Salih Khater: Terrorist who ploughed into cyclists and police outside Parliament is jailed for life

A copycat terrorist who ploughed his car into cyclists and police outside Parliament has been jailed for life.

Salih Khater, 30, was given a minimum term of 15 years at the Old Bailey on Monday.

Khater, of Birmingham, launched the attack on the morning of August 14 last year.

Mrs Justice McGowan said Khater had deliberately copied other terrorists as she jailed him.

She said: "Your undoubted intention was to kill as many people as possible and by doing so spread fear and terror.

"You replicated the acts of others who undoubtedly have acted with terrorist motives. You deliberately copied those others.

A court artist sketch of Salih Khater (Elizabeth Cook/PA)

"It was an attack on strangers and police officers at the seat of democracy in this country."

She added: "You are dangerous in that you present a significant risk of causing serious harm to the public in the future.

"Even acting alone, you acted for a terrorist purpose.

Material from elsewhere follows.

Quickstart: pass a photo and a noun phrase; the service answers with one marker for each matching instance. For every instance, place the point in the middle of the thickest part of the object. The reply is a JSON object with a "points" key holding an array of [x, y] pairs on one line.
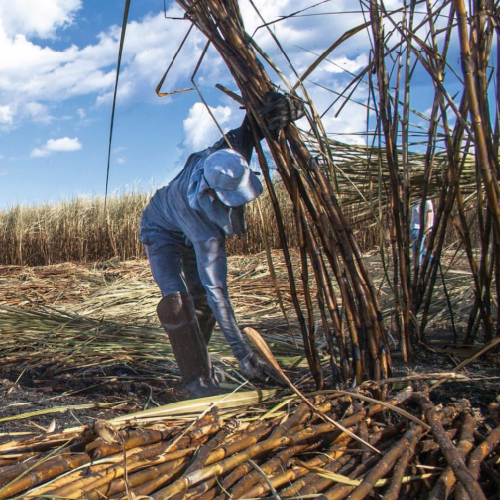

All the evidence is consistent with that conclusion."

Khater circled Parliament Square four times before accelerating his Ford Fiesta at a group of cyclists waiting at traffic lights.

Leaving several of them wounded on the ground, Khater then rammed his car into a police barrier at a side entrance to the Houses of Parliament as two officers desperately dived out of the way.

Prosecutor Alison Morgan had told the court that Khater, an asylum seeker from Sudan, had wanted to “cause maximum death and injury”. But those hurt miraculously survived.

Khater claimed at the trial that he came to London to find the Sudanese embassy to get a visa but "got lost" around Westminster and panicked.

A jury rejected his explanation for the crash and found him guilty of two charges of attempted murder in July.